Murphy knew exactly whom they were talking about then, but all she said was, “Tell her to take it easy, will you? Last time I thought my head was going to explode.”
“Copy that.”
“And make sure somebody tells me if we find out Solomon can identify any of these bastards. I mean before they arrange a neat little
accident
and disappear her.”
“You think they may be planning one?”
“Hard to say. I’ve spotted a couple of their watchers in the last week or so, but they’re hanging back pretty far, not
quite
being their usual creepy hovering selves.”
“Any idea why?”
“Maybe because she caught them off guard when she moved here and began taking care never to be alone except in her condo. Her very secure condo. I’d think twice about trying to get in there myself. She’s on the third floor, and on the corner, with main windows very visible, and in an area of the city that really doesn’t sleep.”
“So any move they made against her there would have to be a very public one.”

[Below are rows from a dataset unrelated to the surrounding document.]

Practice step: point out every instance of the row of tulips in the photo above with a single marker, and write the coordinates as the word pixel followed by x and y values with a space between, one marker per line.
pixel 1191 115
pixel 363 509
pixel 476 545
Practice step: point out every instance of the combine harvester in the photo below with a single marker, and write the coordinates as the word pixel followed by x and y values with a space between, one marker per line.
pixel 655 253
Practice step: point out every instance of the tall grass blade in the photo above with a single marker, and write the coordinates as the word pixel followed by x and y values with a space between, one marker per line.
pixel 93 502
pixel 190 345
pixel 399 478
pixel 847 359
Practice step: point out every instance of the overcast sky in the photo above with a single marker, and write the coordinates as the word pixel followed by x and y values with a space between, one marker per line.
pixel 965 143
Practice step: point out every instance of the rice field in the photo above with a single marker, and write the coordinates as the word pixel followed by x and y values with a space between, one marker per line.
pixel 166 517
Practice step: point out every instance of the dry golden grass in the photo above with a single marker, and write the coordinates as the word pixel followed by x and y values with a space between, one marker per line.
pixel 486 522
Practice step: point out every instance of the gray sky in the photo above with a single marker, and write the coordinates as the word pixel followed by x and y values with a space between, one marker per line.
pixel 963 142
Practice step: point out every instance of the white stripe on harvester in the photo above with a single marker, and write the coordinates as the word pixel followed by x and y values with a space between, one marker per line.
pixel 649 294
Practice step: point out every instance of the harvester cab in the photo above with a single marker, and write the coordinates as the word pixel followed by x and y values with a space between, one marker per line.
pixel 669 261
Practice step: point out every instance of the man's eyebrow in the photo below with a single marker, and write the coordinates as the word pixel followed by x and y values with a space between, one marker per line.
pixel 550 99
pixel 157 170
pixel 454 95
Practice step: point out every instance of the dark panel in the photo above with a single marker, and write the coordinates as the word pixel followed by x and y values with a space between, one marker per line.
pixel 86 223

“Yeah, unless they managed to pay off the security and concierge staff. I did some checking, and my bet is that isn’t likely. They’re well paid with great benefits, plenty of manpower, and many in security are ex-cops or retired military with very good records who got in their twenty and retired to a nice city and a very good job to supplement the pension and other benefits. A job they appear to enjoy, with no signs of restlessness or boredom. Not the sort of people Duran could hope to bribe unless he can offer something one or more of them
really
wants. Not the sort to have dirt in their pasts to invite blackmail—and I looked. Very clean records, and not the sort to bow to pressure. Just not in their natures, at least as far as I can tell.”
“And the concierge staff?”
“Pretty much the same. Well paid with outstanding benefits, highly trained, more than enough manpower so nobody’s overworked and the job gives them good time off in a wonderful city.” Murphy paused, then added, “The people who built Solomon’s condo complex knew what they were doing. It ain’t cheap, but most working professionals could easily afford to live there. They provided a safe, service-oriented set of homes for busy people living in a lively city, and they didn’t cut corners doing it. They even built well above code for hurricane safety.”
“You think she was consciously looking for safety?”
“I think she had a lot of choices, especially given her sizable inheritance, and chose a place where security, especially for singles, was at the top of the list of selling points.”
“Has she made friends?”
“Selectively. Through volunteer work with an organization here helping animals, a neighbor or three outside the complex but nearby, a few casual acquaintances met through school, a couple of other single women in the complex she occasionally meets for dinner, maybe one or two in the gym she goes to. She doesn’t lack for acquaintances, just doesn’t seem especially close to anyone. I get that’s an intentional choice, not a cold nature.”
“She’s a beautiful woman. Dates?”
“Not that I’ve seen. She’s worked with a few men in the volunteer organization, and of course some attended the same classes she was taking or auditing, but when I audited some of the classes myself, it looked to me like she rebuffed a few tentative passes. Politely and pleasantly, but not really
leaving any room for a second try. If I had to guess, I’d say she was a bit wary of men, though I’m not sure if it’s because of what she senses or some past experience.”
“Nothing stands out in her past, certainly no trouble with men or any man, at least that anyone noticed. Good family, no abuse suspected or reported, she did well in school, even kept her nose clean in college, as far as we can tell. Not known for partying and got top grades in every class. Casual dates, more often with groups, but she did see a few men during her college years and nothing unusual was noticed or reported.”